Thursday, September 30, 2021

ProteoCool Pills#13: Densitometric Protein quantification from SDS-page using the Image J free software package

 Several different methods are currently available to perform quantification of purified recombinant proteins and antibodies

There is not a best, universal method, the provide a reliable result for all the proteins;  

Each methods have it some prons and cons and its applicability depend from the intrinsic properties of the target protein.

For example:

UV quantification that exploits the properties of aromatic amino acids (tryptophan and tyrosines) to absorb energy around 280 nm is fast and require limited amount of sample but cannot be performed with proteins that do not contain aromatic amino acids or with buffers with an intrinsic absorbance in the UV regions.

Colorimetric-fluorimetric assays as Bradford, BCA, Nanoorange are susceptible to buffer compositions (eg BCA is not compatible with reducing agents) and to extrapolate quantitative results, the comparison with a  calibration line is required Results may change a lot on the basis of the protein that is used to build the calibration line (generally BSA) because different proteins may show different response in function of their aminoacidic composition or stability of their conformation in presence of the dye.

gg: Bradford assay is less sensitive to full length antibodies (igG) than BSA (see fig 2 page 6 ) and therefore in case you would like to use Bradford assay to quantify a monoclonal antibody (mab) a calibration with a commercial mab is required.

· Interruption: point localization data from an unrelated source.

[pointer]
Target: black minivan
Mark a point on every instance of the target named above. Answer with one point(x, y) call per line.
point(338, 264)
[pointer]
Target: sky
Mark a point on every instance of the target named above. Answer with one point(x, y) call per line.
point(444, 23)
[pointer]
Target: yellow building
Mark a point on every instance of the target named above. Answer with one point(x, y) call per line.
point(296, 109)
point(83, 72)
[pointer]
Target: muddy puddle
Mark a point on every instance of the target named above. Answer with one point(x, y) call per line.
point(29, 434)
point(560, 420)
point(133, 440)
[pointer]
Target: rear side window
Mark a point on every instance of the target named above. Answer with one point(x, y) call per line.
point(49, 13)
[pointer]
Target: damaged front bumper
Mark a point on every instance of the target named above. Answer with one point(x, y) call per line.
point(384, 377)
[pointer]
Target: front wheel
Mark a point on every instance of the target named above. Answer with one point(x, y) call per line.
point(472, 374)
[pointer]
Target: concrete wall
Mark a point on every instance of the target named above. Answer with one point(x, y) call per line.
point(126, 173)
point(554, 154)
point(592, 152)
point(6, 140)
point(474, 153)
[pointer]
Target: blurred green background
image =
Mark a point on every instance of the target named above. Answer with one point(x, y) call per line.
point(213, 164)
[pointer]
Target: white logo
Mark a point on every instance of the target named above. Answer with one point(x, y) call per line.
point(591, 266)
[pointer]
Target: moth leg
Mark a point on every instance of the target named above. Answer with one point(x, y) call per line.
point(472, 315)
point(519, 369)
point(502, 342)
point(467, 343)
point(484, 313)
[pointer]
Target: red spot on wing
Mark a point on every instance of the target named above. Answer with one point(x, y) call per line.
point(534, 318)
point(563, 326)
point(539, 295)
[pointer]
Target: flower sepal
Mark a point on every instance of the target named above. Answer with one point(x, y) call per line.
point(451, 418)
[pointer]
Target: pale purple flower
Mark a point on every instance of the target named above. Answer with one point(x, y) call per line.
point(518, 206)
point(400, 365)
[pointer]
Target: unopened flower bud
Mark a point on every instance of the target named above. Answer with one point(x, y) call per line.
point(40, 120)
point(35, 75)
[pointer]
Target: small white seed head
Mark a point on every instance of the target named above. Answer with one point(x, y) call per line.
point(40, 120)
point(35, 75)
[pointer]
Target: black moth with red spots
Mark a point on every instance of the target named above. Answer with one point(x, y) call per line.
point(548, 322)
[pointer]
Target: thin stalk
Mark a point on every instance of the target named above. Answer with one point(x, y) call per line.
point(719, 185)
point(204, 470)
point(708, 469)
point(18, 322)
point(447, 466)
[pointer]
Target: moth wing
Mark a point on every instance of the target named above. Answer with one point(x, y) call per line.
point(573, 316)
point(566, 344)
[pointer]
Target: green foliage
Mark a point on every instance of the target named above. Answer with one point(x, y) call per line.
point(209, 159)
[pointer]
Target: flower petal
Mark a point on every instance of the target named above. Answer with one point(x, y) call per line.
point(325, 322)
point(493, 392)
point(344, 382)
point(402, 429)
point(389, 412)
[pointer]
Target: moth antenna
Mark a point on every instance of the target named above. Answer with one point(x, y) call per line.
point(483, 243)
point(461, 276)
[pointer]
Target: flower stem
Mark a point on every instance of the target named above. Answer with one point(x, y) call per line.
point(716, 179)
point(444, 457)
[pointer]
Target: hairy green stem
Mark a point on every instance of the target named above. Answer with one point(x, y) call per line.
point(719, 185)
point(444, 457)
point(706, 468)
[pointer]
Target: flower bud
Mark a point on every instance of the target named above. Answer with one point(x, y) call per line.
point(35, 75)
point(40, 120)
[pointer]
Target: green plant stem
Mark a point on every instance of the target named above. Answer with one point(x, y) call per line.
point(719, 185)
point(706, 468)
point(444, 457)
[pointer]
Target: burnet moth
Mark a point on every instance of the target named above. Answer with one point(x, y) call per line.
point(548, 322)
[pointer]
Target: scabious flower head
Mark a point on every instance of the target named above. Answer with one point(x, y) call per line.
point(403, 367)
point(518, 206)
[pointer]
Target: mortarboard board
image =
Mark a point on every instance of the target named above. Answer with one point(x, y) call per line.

In some unlucky cases, for those proteins that do not contain hydrophobic amino acid and shows low response to colorimetric assay (due to strong conformational stability of presence of post translational modifications, eg hyper glycosylation) all the previous methods may not be reliable and densitometric analysis from SDS-page may represent a simple and cheap alternative.

Quantitative densitometry of proteins from SDS-page stained with colorimetric reagents (eg  coomassie blue) require a software to perform image processing,  extrapolate peak area and correlate it with the sample concentration.

To date most of the commercial gel documentation systems are supplied with their Image analysis Software able to perform band intensity determination.

However, if those Gel acquisition systems are still essential for acquisition of agarose gel images, high quality images of SDS-page gels stained with Coomassie can be obtained using modern smartphone those carrying high resolution camera.

ImageJ (NIH), a public domain program from the National Institutes of Health downloadable at https://imagej.nih.gov/ij/download.html can be used to analyse the SDS-page images.


1. Open the gel image

On the gel selected for this example, we load several dilutions of a purified protein sample with unknown concentration (to be determined) and several know amount of BSA required to build a reference calibration curve

2. Select rectangle in the AREA SELECTION TOOL
3. Choose the 1st  line, select the rectangle tool, and draw a box around the lane
making sure to include some of the empty gel between lanes and white space outside of the band. 
When creating the selection, drag with the shift key down to constrain it to a square.

4. Define the 1st  line: Go to Analyze→Gels→Select first lane

      5. Select the 2nd line

        Make sure your cursor shows as an arrow, grab the rectangle you just made, and drag it to the next lan

DO NOT DRAW NEW RECTANGLES! You must drag the same rectangle you just made because to compare the band you have to use the exact same size originally defined area in Lane 1.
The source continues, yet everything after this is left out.